My all-time favorite novel is Grapes of Wrath by John Steinbeck. Early in the book, a turtle is making a slow journey down the road that Tom Joad will travel. One car swerves to avoid the turtle, and one car swerves to hit it and knocks the turtle end over end into a ditch. Tenaciously, the turtle climbs back onto the road and continues his journey. Joad comes along and picks him up to take home to his niece for a pet. After several subtle attempts, the turtle eventually escapes and again, continues his journey. It was whimsical, but somehow compelling, and in that the turtle’s scene was a thumbnail account of the Joad family’s journey. Some people were kind to them as they made their way to California to find work as fruit pickers, but more people tried to “knock them off the road.” Even their journey in the dilapidated truck was turtle-like in that they carried their home, or shell, with them on their journey. No matter what befell them, they continued to push on.

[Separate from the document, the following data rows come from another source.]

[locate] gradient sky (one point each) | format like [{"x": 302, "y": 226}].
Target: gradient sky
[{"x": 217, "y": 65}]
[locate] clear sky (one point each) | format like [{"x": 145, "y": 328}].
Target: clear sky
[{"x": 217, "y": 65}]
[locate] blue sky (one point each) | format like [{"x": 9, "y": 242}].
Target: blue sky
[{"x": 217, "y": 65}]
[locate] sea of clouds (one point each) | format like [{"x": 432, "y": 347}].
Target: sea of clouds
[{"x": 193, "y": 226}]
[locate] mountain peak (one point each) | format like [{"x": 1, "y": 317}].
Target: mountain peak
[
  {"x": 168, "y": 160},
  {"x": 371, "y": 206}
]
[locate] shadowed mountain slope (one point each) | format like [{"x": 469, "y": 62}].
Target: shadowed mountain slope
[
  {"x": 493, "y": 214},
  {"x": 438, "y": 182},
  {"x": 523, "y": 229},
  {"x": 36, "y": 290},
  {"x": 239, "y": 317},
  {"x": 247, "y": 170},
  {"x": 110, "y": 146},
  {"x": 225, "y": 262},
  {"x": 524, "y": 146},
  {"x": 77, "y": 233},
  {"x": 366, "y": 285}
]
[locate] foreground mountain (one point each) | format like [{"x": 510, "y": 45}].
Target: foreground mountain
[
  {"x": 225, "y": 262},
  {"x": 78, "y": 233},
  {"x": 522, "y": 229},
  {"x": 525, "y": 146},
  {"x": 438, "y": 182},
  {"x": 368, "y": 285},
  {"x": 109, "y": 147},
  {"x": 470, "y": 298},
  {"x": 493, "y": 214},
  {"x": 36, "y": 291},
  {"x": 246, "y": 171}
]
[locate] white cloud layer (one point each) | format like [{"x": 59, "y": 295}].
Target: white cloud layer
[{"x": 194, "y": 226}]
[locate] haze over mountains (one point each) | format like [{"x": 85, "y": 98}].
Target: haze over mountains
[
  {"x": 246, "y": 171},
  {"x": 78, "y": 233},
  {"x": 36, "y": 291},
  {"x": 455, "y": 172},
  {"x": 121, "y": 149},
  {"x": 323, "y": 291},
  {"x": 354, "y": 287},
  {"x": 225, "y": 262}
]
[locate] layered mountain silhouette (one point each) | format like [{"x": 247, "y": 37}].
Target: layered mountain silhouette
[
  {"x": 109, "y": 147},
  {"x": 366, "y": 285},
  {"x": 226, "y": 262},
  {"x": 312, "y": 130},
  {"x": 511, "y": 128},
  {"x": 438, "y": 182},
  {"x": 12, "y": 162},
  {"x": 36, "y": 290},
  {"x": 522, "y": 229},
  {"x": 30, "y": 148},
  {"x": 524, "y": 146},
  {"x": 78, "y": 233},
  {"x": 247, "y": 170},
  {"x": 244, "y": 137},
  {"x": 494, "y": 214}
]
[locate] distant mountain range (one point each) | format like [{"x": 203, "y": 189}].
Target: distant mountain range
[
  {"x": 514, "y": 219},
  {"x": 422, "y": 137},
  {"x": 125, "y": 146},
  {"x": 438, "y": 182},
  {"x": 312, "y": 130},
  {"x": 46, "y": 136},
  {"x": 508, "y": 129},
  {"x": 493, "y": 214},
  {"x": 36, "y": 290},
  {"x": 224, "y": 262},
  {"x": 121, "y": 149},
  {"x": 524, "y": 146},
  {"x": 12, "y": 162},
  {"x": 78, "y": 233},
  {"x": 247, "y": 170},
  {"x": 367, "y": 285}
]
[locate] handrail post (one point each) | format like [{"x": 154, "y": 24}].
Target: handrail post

My novel, Bluestone Rondo, is an updated version of Cain and Abel, set to music—mostly jazz—a music which, like the Bailey brothers, was born in America. But while Bluestone Rondo follows the Cain and Abel story of the bible in theory, the twist is delivered via history. While Original Sin is usually presented with the usual sexual references, temptation by the serpent and the woman, using the tree of knowledge as the gauge for disobedience, Bluestone Rondo portrays Original Sin in more practical terms, using history as the gauge for disobedience. Symbolized by the Mississippi River, God flows peacefully, nurturing all people, and, after tolerating centuries of the people’s disobedience of separation by race, religion, ideology, and class, the River rises up in fury to reclaim his “Garden.” The two boys are born as the punishment occurs, and many people are cast out of the Garden. The scene is set for the boys to follow the example of the people before them, and their mutual hatred begins. When their pivotal battle occurs, Joe flees “east” to New Orleans (Nod), and then farther east to wander lost in New York. He delves into the world of jazz, which soothes his soul for a time, and he is given several choices, but his choices lead to self-destruction. Calvin remains in prison, plotting revenge for his hated brother. The fratricide in this story is symbolic as well as literal, so the reader is never sure which brother represents “Cain” and which brother represents “Abel” until the end.

More on symbolism later….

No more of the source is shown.